Friday 11 December 2020

Narrative Beginnings

A novel can begin with a lead-in passage, e.g.:

"It is a truth universally acknowledged..."
-see here

- or in media res. Poul Anderson's The People Of The Wind begins in mid-conversation on the eve of war:

"'You can't leave now,' Daniel Holm told his son. 'Any day we may be at war. We may already be.'" (I, p. 437)

We understand that we are to learn who they are and why war is imminent.

The People Of The Wind is a comprehensive novel presenting many characters on both sides of a war and its chapters begin in different ways.

"Avalon rotates in 11 hours, 22 minutes, 12 seconds, on an axis tilted 21 degrees from the normal to the orbital plane." (II, p. 452)
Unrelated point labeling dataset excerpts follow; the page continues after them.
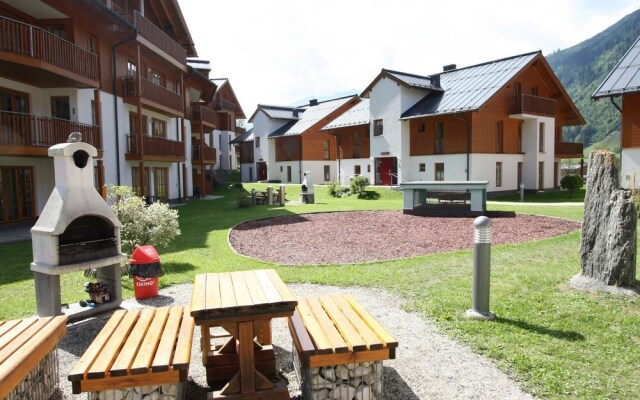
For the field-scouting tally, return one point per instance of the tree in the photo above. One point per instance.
(571, 183)
(156, 224)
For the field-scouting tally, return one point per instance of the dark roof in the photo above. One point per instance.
(625, 77)
(311, 116)
(467, 89)
(245, 137)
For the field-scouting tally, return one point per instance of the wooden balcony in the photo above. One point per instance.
(32, 135)
(568, 150)
(534, 105)
(156, 36)
(208, 154)
(34, 55)
(203, 115)
(154, 96)
(154, 149)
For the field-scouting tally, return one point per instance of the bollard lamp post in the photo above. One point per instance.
(481, 270)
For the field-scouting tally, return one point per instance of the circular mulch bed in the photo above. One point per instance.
(361, 236)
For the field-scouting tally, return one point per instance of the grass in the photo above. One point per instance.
(556, 342)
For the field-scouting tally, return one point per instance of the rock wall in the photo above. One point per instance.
(608, 247)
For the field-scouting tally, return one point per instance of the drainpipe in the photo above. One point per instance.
(115, 98)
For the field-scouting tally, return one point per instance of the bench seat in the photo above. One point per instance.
(340, 347)
(136, 348)
(27, 347)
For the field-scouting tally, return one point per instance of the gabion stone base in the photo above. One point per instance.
(357, 381)
(41, 382)
(173, 391)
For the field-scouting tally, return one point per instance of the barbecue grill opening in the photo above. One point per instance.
(87, 238)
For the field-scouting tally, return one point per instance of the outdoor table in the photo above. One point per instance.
(242, 303)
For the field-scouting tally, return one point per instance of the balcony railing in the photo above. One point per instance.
(155, 35)
(155, 146)
(208, 153)
(568, 150)
(153, 92)
(202, 113)
(18, 129)
(529, 104)
(30, 41)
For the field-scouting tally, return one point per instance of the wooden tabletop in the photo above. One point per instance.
(240, 294)
(23, 343)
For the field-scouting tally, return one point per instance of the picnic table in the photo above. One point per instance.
(243, 303)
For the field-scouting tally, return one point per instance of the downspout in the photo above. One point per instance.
(115, 98)
(468, 125)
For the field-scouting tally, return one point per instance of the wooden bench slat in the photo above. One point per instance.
(199, 294)
(130, 349)
(379, 330)
(322, 344)
(257, 294)
(243, 297)
(330, 331)
(212, 290)
(112, 347)
(269, 289)
(182, 356)
(372, 340)
(349, 333)
(227, 293)
(27, 356)
(95, 348)
(284, 291)
(164, 352)
(17, 329)
(147, 351)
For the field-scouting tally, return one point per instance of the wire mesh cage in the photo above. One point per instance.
(356, 381)
(41, 382)
(168, 391)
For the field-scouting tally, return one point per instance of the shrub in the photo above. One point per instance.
(156, 224)
(359, 184)
(571, 183)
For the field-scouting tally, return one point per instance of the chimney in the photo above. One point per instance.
(449, 67)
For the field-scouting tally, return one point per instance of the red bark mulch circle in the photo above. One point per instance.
(363, 236)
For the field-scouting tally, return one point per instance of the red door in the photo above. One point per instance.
(262, 171)
(385, 169)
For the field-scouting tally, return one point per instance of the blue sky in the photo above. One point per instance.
(279, 51)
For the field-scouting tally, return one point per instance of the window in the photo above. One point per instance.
(60, 107)
(356, 144)
(499, 137)
(439, 175)
(520, 138)
(377, 127)
(158, 128)
(439, 138)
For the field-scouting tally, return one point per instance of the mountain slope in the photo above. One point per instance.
(583, 67)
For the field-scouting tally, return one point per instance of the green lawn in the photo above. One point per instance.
(558, 343)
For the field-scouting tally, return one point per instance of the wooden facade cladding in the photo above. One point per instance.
(630, 121)
(345, 141)
(154, 149)
(28, 134)
(30, 53)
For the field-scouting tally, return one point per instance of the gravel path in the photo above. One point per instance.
(361, 236)
(428, 365)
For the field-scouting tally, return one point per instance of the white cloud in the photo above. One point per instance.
(277, 51)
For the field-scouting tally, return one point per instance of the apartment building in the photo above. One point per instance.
(122, 73)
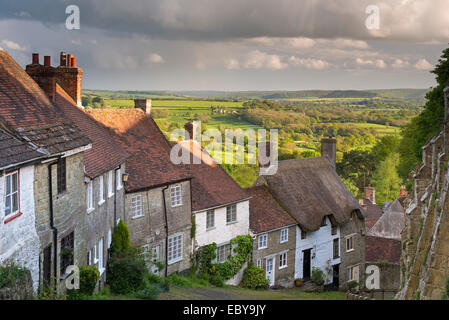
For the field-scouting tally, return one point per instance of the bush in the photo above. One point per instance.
(10, 273)
(89, 276)
(120, 239)
(254, 278)
(126, 273)
(318, 277)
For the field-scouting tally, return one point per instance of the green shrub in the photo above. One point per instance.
(318, 277)
(10, 273)
(89, 276)
(120, 239)
(126, 273)
(254, 278)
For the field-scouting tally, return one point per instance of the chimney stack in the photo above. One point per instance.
(35, 59)
(67, 75)
(144, 104)
(370, 193)
(329, 150)
(47, 61)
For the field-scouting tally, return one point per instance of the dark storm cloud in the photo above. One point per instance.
(215, 20)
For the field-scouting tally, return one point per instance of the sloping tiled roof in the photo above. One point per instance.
(265, 213)
(106, 153)
(211, 185)
(372, 213)
(149, 164)
(25, 108)
(14, 151)
(382, 249)
(391, 223)
(310, 189)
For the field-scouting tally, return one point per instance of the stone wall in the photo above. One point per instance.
(148, 229)
(69, 210)
(282, 277)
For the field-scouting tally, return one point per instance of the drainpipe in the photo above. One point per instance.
(52, 223)
(166, 229)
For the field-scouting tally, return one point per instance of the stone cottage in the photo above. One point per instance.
(19, 242)
(330, 233)
(104, 166)
(274, 234)
(27, 109)
(157, 192)
(220, 207)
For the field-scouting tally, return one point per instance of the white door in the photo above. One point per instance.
(269, 271)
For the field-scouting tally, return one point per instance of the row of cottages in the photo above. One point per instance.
(303, 217)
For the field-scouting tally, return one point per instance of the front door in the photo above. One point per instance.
(269, 271)
(306, 264)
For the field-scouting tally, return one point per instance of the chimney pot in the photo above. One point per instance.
(63, 59)
(35, 58)
(47, 61)
(69, 60)
(144, 104)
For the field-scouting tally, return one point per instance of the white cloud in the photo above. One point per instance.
(232, 64)
(258, 60)
(155, 58)
(309, 63)
(423, 64)
(11, 45)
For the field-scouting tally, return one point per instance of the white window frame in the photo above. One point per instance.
(283, 260)
(350, 240)
(110, 183)
(101, 190)
(231, 213)
(90, 197)
(284, 235)
(12, 193)
(210, 225)
(118, 176)
(136, 206)
(262, 241)
(179, 239)
(176, 195)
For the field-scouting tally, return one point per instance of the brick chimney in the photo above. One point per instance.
(44, 75)
(329, 150)
(370, 193)
(67, 76)
(144, 104)
(403, 192)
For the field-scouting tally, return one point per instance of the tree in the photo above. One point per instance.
(386, 179)
(427, 124)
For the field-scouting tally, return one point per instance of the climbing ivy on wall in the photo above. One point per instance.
(241, 246)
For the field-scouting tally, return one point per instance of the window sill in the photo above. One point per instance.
(15, 215)
(174, 261)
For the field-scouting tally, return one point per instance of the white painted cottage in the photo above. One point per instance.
(19, 242)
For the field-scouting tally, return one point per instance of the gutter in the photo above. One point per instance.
(166, 230)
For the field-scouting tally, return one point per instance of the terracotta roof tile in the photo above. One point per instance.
(211, 185)
(149, 164)
(106, 153)
(25, 108)
(265, 213)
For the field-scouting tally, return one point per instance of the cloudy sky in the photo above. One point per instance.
(235, 44)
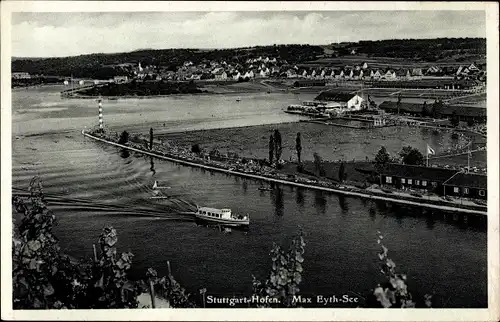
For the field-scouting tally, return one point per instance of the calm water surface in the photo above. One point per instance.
(89, 185)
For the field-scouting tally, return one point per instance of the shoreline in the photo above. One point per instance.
(374, 196)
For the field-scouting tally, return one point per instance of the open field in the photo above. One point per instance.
(330, 142)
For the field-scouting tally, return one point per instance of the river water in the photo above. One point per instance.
(90, 185)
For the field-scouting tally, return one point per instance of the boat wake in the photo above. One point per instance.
(174, 210)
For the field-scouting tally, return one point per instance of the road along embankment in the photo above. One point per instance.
(441, 205)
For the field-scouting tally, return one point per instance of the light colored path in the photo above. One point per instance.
(454, 208)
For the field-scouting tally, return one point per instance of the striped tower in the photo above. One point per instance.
(100, 114)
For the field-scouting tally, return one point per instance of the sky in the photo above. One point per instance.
(36, 34)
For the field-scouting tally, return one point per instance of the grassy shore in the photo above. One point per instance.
(260, 170)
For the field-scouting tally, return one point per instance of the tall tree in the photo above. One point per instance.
(342, 172)
(271, 149)
(123, 138)
(398, 104)
(151, 138)
(455, 121)
(277, 145)
(317, 163)
(381, 158)
(411, 156)
(298, 146)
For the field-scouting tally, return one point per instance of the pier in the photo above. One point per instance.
(412, 201)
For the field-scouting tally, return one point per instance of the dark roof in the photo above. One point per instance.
(417, 172)
(404, 107)
(334, 97)
(464, 110)
(468, 180)
(446, 110)
(309, 82)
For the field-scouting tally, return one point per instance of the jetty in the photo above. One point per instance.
(412, 201)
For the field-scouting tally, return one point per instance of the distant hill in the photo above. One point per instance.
(428, 50)
(102, 66)
(98, 65)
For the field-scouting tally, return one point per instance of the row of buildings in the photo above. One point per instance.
(336, 105)
(444, 182)
(362, 72)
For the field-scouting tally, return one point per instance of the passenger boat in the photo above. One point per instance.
(155, 186)
(223, 217)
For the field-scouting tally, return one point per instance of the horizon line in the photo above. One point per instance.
(234, 48)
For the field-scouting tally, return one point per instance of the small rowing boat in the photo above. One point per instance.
(155, 186)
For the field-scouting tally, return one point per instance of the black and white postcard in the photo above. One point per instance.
(250, 161)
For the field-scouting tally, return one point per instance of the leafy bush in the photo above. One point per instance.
(195, 148)
(285, 276)
(44, 278)
(393, 292)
"The car identified its destination and moved down." (III, p. 463)

This chapter presents over a page of information about Avalon's equatorial diameter, molten core, atmospheric pressure and Oronesian archipelago before the aircar lands and the characters converse.
 
"A campaign against Ythri would demand an enormous fleet, gathered from everywhere in the Empire." (IV, p. 477)
 
Beginning in such impersonal terms, this chapter soon adds three new characters to the eight already introduced. They are on the Terran side and of two species.

On Esperance, Lieutenant Philippe Rochefort:

"...knew enough girls that dates were a statistical certainty." (p. 479)
 
I wish that I had had Rochefort's confidence and assurance earlier in life but we each play the cards that we are dealt. Another difference between Rochefort and me is that he has stayed with the religion of his upbringing whereas I have thought and inquired my way to a different understanding. When he reflects that the Empire is reintroducing slavery whereas the Ythrians are phasing it out:
 
"He straightened in his chair. Man is my race." (IV, p. 487)
 
I would not find racial solidarity sufficient when contemplating such an issue.

This chapter ends with Rochefort dating Eve Davisson, a twelfth character although she appears just once.

Chapter V comprises a telephone conference between four Avalonian characters, two of them new to the reader.

Comprehensive indeed.

1 comment:

Sean M. Brooks said...

Kaor, Paul!

I also like the way Anderson begins A CIRCUS OF HELLS and WE CLAIM THESE STARS. I wrote elsewhere that these were good examples of paragraphs designed to attract the interest of readers, esp. first time readers, and entice them into reading further.